Damit Brügger die Messresultate miteinander vergleichen konnte, hielt er seine Korrespondenten an, alle einen Thermometer desselben Typs zu kaufen. Einzelne statteten sich auch mit einem Barometer zur Luftdruckmessung oder mit einem Ombrometer aus, mit dem sie die Niederschlagsmenge messen konnten. Die Instrumente mussten kalibriert, das heisst aufeinander abgestimmt werden, wobei Brüggers eigene Instrumente die Norm bildeten. Vorkenntnisse waren nicht erforderlich, um beim Projekt mitzumachen. Brügger rekrutierte seine Mitarbeitenden, die neben einzelnen Frauen mehrheitlich Männer waren, durch persönliche Kontakte. Er wurde dabei unterstützt vom angesehenen Privatgelehrten und Schlossbesitzer Carl Ulysses von Salis-Marschlins (1795-1886), der selbst meteorologische Messungen machte und neue Beobachter an Brügger vermittelte. Einige Personen nahmen von sich aus mit Brügger Kontakt auf und anerboten sich als Mitarbeiter, «um der Wissenschaft dienen zu können».5 Die Beobachter, die bis auf wenige Ausnahmen nicht naturwissenschaftlich gebildet waren, empfanden ihren Einbezug in ein wissenschaftliches Projekt als einen grossen Vertrauensbeweis. Der Zernezer Pfarrer Guidon dankte für die «Ehre», als Mitarbeiter aufgenommen zu werden.6 Pfarrer schienen Brügger als Beobachter besonders geeignet. Sie bildeten die am stärksten vertretene Berufsgruppe.

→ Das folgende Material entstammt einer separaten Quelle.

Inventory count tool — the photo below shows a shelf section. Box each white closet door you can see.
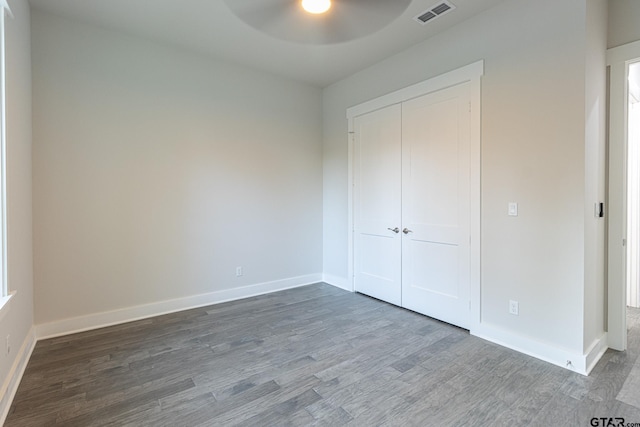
[353,105,402,305]
[402,84,470,329]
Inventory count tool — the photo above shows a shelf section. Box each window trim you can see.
[0,0,15,319]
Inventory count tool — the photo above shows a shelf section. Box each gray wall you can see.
[324,0,606,358]
[32,11,322,324]
[607,0,640,48]
[0,0,33,411]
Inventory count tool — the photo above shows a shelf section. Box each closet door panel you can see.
[402,85,470,328]
[353,105,402,305]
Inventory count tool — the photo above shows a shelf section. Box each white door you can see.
[402,84,470,329]
[353,104,402,305]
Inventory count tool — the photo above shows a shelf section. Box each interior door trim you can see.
[346,60,484,331]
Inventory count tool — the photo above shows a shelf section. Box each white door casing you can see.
[347,61,484,333]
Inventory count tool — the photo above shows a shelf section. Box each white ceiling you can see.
[29,0,504,87]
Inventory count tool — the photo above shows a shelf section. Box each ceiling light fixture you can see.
[302,0,331,15]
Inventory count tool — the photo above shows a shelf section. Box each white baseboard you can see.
[0,327,36,425]
[322,274,353,292]
[585,332,609,375]
[471,323,607,375]
[36,273,322,339]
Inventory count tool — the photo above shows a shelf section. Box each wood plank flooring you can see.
[5,284,640,427]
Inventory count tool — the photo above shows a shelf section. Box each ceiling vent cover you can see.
[413,0,456,25]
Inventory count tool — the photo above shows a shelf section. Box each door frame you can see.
[347,60,484,329]
[607,41,640,351]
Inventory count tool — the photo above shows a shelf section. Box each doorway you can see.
[347,61,484,331]
[607,41,640,351]
[627,62,640,308]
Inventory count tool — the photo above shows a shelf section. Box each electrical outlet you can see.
[509,300,520,316]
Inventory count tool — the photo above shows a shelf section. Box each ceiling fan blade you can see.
[225,0,411,44]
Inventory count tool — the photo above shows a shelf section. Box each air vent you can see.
[413,1,456,25]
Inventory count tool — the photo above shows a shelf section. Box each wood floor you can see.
[5,284,640,427]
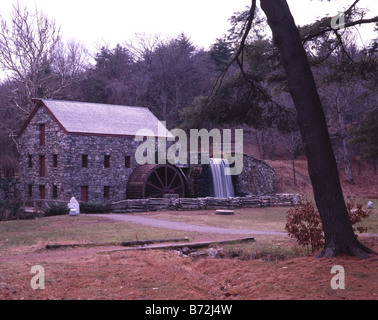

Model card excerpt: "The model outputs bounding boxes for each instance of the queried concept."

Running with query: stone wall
[18,108,141,202]
[0,177,20,200]
[234,155,276,195]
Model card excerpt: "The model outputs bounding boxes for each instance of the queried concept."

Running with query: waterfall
[209,158,235,198]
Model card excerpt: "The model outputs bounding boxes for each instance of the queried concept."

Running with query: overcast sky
[0,0,378,49]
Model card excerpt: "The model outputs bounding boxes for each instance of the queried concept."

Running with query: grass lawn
[0,207,377,300]
[131,200,378,234]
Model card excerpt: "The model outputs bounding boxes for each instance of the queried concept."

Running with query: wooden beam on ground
[101,237,256,253]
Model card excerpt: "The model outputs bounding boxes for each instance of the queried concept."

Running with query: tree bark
[261,0,373,258]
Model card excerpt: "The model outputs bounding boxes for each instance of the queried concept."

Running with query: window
[104,155,110,168]
[28,154,33,168]
[39,186,46,199]
[53,154,58,168]
[81,154,88,168]
[39,155,46,177]
[28,184,33,198]
[80,186,89,202]
[125,156,130,168]
[52,186,58,199]
[39,124,46,146]
[104,186,110,199]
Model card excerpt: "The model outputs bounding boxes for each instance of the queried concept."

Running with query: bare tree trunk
[339,112,354,184]
[291,155,297,187]
[261,0,373,258]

Das meteorologische Netz wurde im Kanton Graubünden schnell bekannt, da Zeitungen die Zusammenstellungen der Messresultate abdruckten. Die «Bündner Zeitung» publizierte jeweils am Monatsanfang eine Tabelle mit den Temperaturangaben zum Vormonat. Waren es im April 1857 noch zehn Stationen, stieg die Zahl bis im Juli 1858 auf 37 Stationen an.7 Die Tabellen enthielten die monatlichen Durchschnittstemperaturen, den Tag des niedrigsten und höchsten Thermometerstands sowie der grössten täglichen Schwankung, gefolgt von der mittleren täglichen Temperaturdifferenz, der Windrichtung und schliesslich der Anzahl Tage mit Schnee, Regen, Nebel oder Bewölkung.


Abb. 1: April 1858: Der Zollbeamte Andreas Bärtsch notierte drei Mal täglich den Thermometerstand, die Niederschlagsart, den Bewölkungsgrad und die Windrichtung im bündnerischen Martinsbruck (heute Martina). Am Monatsende sandte er seine Tabellen jeweils an Brügger.